A person enters the third stage of intoxication, commonly known as enthusiasm, when their BAC is between 0.09 and 0.25. They can start displaying emotional instability, poor judgment, and a pronounced lag in their reaction times.


A person with a BAC between 0.18 and 0.30 is in the confused stage of intoxication, characterized by emotional instability and confusion. The person's coordination is clearly compromised to the point where they may stumble when walking, struggle to stand up straight, and possibly even feel dizzy. Those who are in this level of intoxication are probably going to "blackout" or lose all recollection.


At this point, a person has very limited mobility, is likely to vomit, and may experience consciousness lapses. Here, there is a significant potential for an alcohol overdose, so quick medical attention is required. The BAC is between 0.25 and 0.49 percent.


This dose is almost lethal. The intoxicated person is straining to breathe and has fallen unconscious. Their body temperature is dangerously low, and their heart rate has also slowed. A person at this stage has a BAC between 0.35 and 0.50 percent.


When a person consumes this much alcohol, the body’s autonomic nervous system (ANS) shuts down at 0.45 BAC or above. The ANS controls physiological processes like breathing, heartbeat, circulation, digestion, etc. Many people cannot maintain basic bodily functions at this point, and it's almost guaranteed that they will experience respiratory arrest and eventually die.

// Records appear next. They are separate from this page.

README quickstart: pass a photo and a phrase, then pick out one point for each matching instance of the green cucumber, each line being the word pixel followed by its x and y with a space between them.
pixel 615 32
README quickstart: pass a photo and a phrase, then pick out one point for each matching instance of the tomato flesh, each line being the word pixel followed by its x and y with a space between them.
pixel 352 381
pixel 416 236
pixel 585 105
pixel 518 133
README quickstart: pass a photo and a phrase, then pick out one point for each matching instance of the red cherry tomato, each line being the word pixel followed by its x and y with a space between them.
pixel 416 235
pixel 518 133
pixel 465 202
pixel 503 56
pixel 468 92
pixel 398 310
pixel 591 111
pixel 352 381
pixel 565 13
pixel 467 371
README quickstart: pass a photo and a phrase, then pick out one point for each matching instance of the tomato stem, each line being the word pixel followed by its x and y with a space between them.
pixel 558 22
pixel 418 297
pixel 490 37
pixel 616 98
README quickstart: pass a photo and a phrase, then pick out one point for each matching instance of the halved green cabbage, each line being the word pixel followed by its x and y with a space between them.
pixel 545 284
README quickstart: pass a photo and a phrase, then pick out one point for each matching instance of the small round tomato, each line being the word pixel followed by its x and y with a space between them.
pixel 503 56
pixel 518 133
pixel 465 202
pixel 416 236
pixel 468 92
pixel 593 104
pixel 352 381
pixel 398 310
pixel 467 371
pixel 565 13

Treatment for Alcohol Addiction and Abuse

A detoxification program, or medically assisted withdrawal, may be used as the first step in treatment. This typically takes 2 to 7 days and is also referred to as detox. The patient might need to take sedative drugs to stop the withdrawal symptoms. Inpatient treatment facilities or hospitals are frequently used for detoxification.

Alcohol And Brain

Alcohol And Brain

Behavioral Treatments 

Following the detox phase, rehabilitation will start. This entails a variety of therapies and treatments to assist you in overcoming drinking desires and triggers. You will also pick some coping mechanisms during this phase that you can use once you leave rehab. Depending on the extent of your alcoholism and your doctor’s recommendations, the rehabilitation stage may occur in an inpatient or outpatient setting.

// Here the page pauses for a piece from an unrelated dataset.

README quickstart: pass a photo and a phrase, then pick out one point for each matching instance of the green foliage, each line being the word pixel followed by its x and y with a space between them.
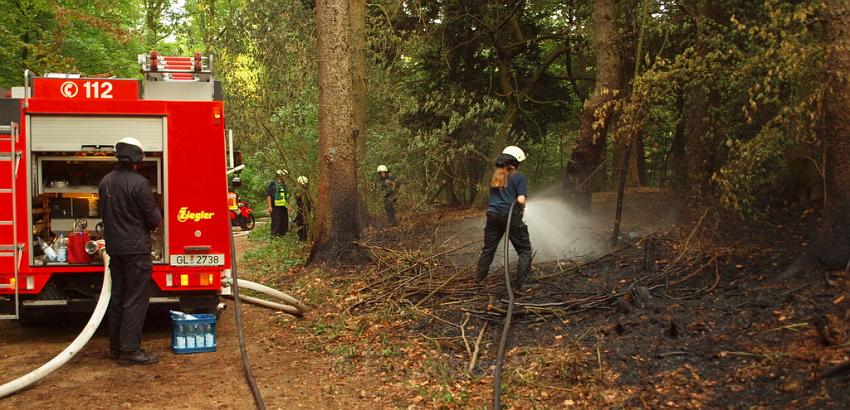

Alcohol use disorder cannot be "cured" by medication, but some can aid in the healing process. They can reduce the appeal of drinking to make people want to do it less:

  • If the patient drinks while taking disulfiram (Antabuse), they may feel unwell or throw up.
  • Cravings may be reduced with the aid of acamprosate (Campral).
  • Revia (naltrexone) prevents the euphoria that comes from drinking.
  • Drugs used to treat epilepsy, smoking, or other illnesses may also help treat alcohol consumption disorder.

Mutual-Support Groups

It can require perseverance and hard work to give up and refrain from drinking. A person's ability to recover might be impacted by their daily routines and coping mechanisms.

  • The patient should surround oneself with family, friends, and those who support their aims as one of the actions that can be taken
  • They ought to make it known that they are no longer drinking and take good care of themselves.
  • Eat a balanced diet, get enough rest, remain active, and control stress.
  • Take part in pursuits and pastimes devoid of alcohol.